In fact, a recent New York Times report showed that last year, not only did General Electric avoid paying taxes on its $5.1 billion in U.S.-based profits, GE actually got a $3.2 billion rebate!
This windfall is no accident; GE employs 975 highly paid lawyers and accountants to ensure the company pays as little tax as legally possible. GE’s tax shop is also on the lookout for ways to amend the tax code to the company’s advantage, with an army of Washington lobbyists at the ready. It is a sorry state when profitability is based on hiring accountants to devise new ways to exploit loopholes rather than workers to build better products.
The bottom line is that the tax code is written by Congress, and we all need to take responsibility, Democrats and Republicans, for devising a system with so many loopholes that a profitable company can escape taxes entirely. Much is made of the 35 percent federal tax rate for corporations, but virtually all corporations pay a far lower effective rate — and a great many profitable corporations pay no corporate taxes whatsoever.
The fact that corporations are able to avoid paying taxes is unfair to those of us who pay our fair share. But the issue takes on added urgency at a time when we are grappling to control a deficit that all sides can agree is unsustainable. It is neither fair nor sustainable to say that the deficit requires us to cut financial aid for nine million students, fire 1,000 scientists at Brookhaven National Lab and eliminate heating oil assistance for thousands of desperate Long Islanders, but heaven forbid we collect one dollar in revenue from General Electric. But that is what the House Republican budget does.

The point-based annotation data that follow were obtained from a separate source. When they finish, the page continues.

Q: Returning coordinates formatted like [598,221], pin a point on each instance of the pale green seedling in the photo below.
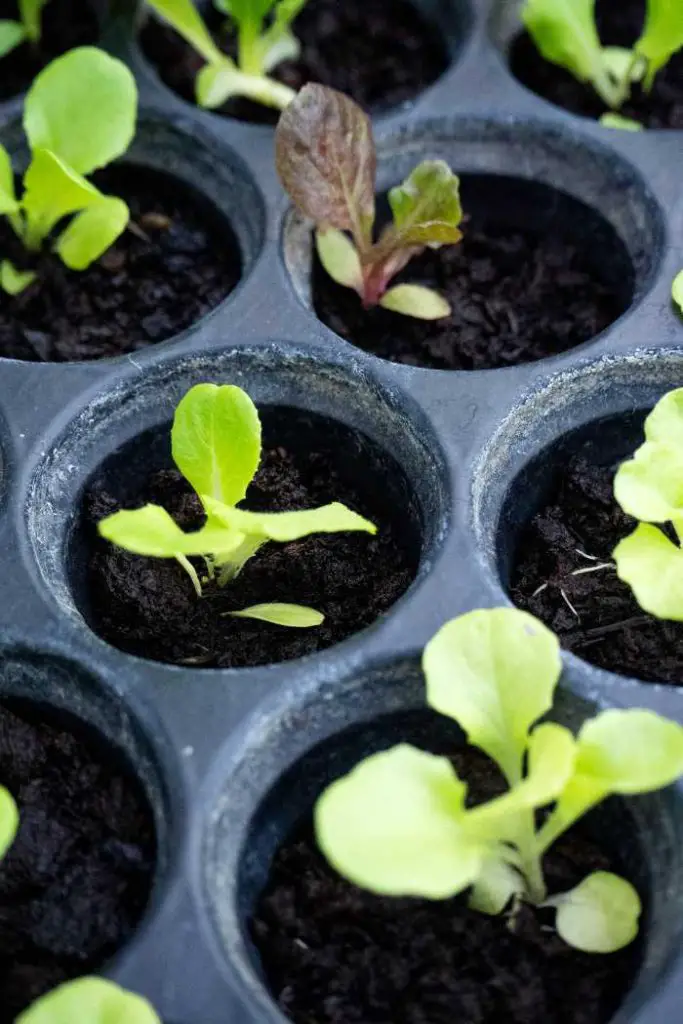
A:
[649,486]
[28,29]
[260,48]
[326,160]
[398,824]
[79,115]
[89,1000]
[216,444]
[565,33]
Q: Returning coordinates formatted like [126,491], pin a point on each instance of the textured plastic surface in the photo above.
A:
[230,758]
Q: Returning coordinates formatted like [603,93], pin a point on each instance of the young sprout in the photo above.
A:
[398,823]
[327,161]
[565,33]
[79,115]
[89,1000]
[264,39]
[216,444]
[12,34]
[649,486]
[9,820]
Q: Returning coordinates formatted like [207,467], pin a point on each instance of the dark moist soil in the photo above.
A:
[77,879]
[173,264]
[66,24]
[515,297]
[148,606]
[336,954]
[607,627]
[380,52]
[620,24]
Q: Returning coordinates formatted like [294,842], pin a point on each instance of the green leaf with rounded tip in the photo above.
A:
[14,282]
[89,1000]
[216,441]
[12,34]
[652,566]
[677,290]
[621,124]
[600,915]
[92,232]
[8,201]
[9,820]
[665,423]
[294,615]
[662,37]
[649,486]
[151,530]
[184,17]
[393,825]
[426,207]
[340,258]
[30,11]
[495,672]
[496,886]
[286,526]
[622,752]
[82,108]
[417,301]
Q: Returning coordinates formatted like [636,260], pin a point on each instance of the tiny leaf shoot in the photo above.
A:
[261,47]
[649,487]
[565,34]
[28,29]
[9,820]
[79,116]
[216,444]
[327,162]
[89,1000]
[398,823]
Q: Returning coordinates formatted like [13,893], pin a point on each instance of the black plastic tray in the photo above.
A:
[475,449]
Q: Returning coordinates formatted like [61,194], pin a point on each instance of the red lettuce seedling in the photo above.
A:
[89,1000]
[565,33]
[327,162]
[216,444]
[399,823]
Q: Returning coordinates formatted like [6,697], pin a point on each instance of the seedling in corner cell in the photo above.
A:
[565,33]
[79,116]
[27,30]
[327,162]
[399,825]
[649,486]
[89,1000]
[264,39]
[216,444]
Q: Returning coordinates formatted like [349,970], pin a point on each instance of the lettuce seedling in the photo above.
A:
[79,115]
[565,33]
[327,162]
[649,487]
[12,34]
[264,39]
[89,1000]
[398,823]
[216,444]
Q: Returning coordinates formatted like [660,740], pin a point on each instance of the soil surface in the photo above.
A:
[173,264]
[515,297]
[604,625]
[147,606]
[336,954]
[380,52]
[620,24]
[76,881]
[66,24]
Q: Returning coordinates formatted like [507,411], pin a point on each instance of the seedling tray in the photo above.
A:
[230,759]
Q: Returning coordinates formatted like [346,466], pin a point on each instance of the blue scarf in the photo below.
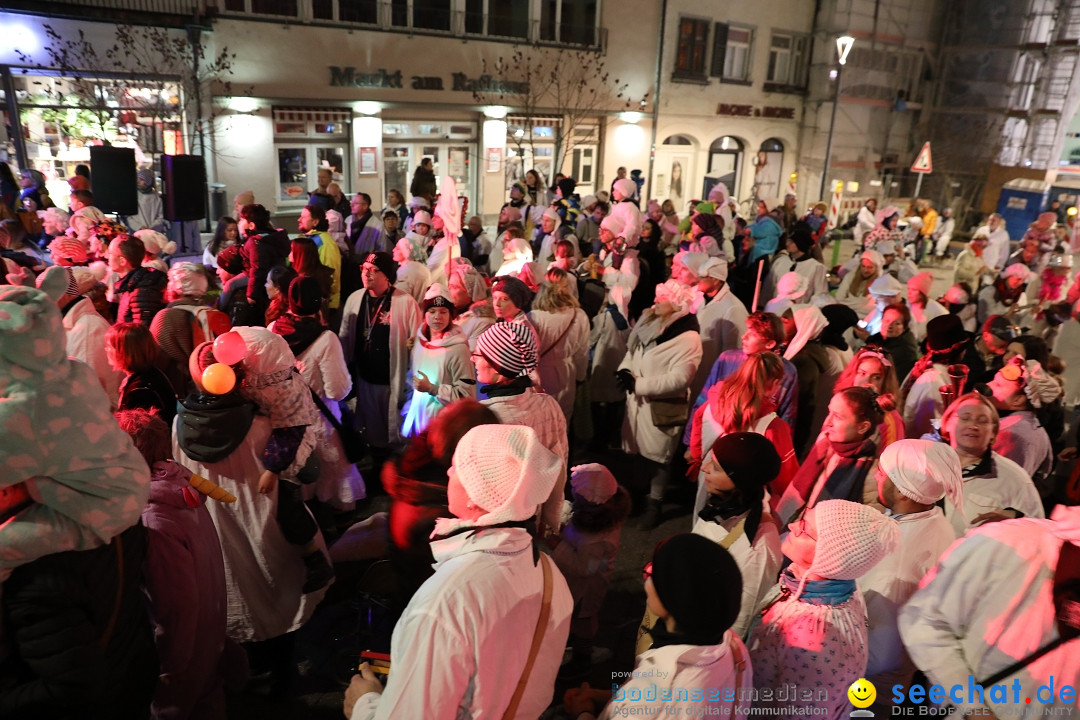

Additionally, the House Republican budget would cut $250 million from enforcement at the IRS. In other words, we’ll be making it easier for people who cheat on their taxes, putting an even heavier burden on the rest of us who play by the rules.
Perhaps some will say, “OK, they’re not paying taxes, but they’re putting people to work.” Unfortunately, in the past decade, GE has eliminated 20 percent of its American workforce while hiring workers overseas.
Over the next few weeks and months, I hope to join with my colleagues on both sides of the aisle and work to restore a fair tax code. Some may choose to demagogue an issue like this and say I want to raise taxes. If you consider that GE paid zero on more than $5.1 billion in profit, then yes, I suppose that’s correct. I also suppose you could say that if they paid one dollar that would represent an infinite increase in taxes.
I hope we can address this problem in the same spirit as when Ronald Reagan worked with Congressional Democrats in 1986 to support sweeping changes to the corporate tax code when he found that numerous large businesses were effectively paying no U.S. tax, including — you guessed it — GE. But that bipartisan reform has been steadily eroded over the past 25 years, to our nation’s great detriment.
Real reform will make the tax code simpler and perhaps lower rates, while eliminating loopholes to ensure that the effective rate is fair and evenly applied. This will help encourage job creation and investment in America, while ensuring that corporations, not just middle-class families, pay their fair share to fund our government.
Mr. Bishop is a Democrat and Southampton resident who represents New York’s 1st Congressional District.